James Cameron didn’t create Avatar as a metaphor for heaven and hell, and C.S. Lewis was emphatic that he wasn’t claiming his book was anything other than speculative fiction. Still, in this overlapping area of ideas and imagination… even these two men meet at the foothills, and from different positions they’re still, albeit inadvertently, sharing a kernel of truth.
I’d recommend Lewis’ book for an engaging and though provoking read, by the way – you can purchase it here. For more on Avatar and its view of man’s depravity, click here.
Again I’m on board with you.

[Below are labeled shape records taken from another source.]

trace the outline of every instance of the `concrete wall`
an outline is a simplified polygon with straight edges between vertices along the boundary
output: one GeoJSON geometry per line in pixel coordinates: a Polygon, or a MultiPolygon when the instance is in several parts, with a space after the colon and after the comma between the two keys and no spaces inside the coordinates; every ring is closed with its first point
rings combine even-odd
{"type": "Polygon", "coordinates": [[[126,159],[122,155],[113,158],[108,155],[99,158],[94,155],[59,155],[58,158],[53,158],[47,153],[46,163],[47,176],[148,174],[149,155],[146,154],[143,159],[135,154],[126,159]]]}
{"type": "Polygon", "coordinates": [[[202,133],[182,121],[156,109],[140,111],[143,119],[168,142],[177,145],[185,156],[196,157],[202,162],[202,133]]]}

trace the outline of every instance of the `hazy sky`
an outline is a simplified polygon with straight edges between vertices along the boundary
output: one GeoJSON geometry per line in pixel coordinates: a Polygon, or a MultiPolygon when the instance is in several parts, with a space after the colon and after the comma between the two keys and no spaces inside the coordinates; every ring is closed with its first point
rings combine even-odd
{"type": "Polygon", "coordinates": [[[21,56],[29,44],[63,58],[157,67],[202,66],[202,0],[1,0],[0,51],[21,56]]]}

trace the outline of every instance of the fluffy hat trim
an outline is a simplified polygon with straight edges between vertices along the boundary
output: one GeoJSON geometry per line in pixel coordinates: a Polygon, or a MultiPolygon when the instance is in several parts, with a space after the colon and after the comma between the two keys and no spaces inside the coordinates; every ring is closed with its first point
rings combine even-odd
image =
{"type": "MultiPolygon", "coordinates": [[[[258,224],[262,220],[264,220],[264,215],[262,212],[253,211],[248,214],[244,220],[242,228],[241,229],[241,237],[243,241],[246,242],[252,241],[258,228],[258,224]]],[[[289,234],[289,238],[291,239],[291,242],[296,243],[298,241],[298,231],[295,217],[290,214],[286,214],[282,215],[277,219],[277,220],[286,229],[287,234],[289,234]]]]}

Great Divorce is one of my most or maybe the all-time favorite..(OK not withstanding the Bible) For my b-day I’m being treated to the play tomorrow eve.
Maybe there’s something to be said for the idea that one cannot survive the new atmosphere of a new world/new kingdom as you are. We cannot in our fallen state simply march in and start breathing it in. Quarritch tries a couple of times but even he succumbs to the environment in the end. We must be transformed, wholly made new, before we are fit for the new kingdom. Our old nature is not fit for the wonder of that new kingdom and must be shed, put to death, before new life can truly begin.
Physically and spiritually, there is something rotten and decaying in Jake when he arrives. I hope the next two posts on depravity and transformation flesh this out.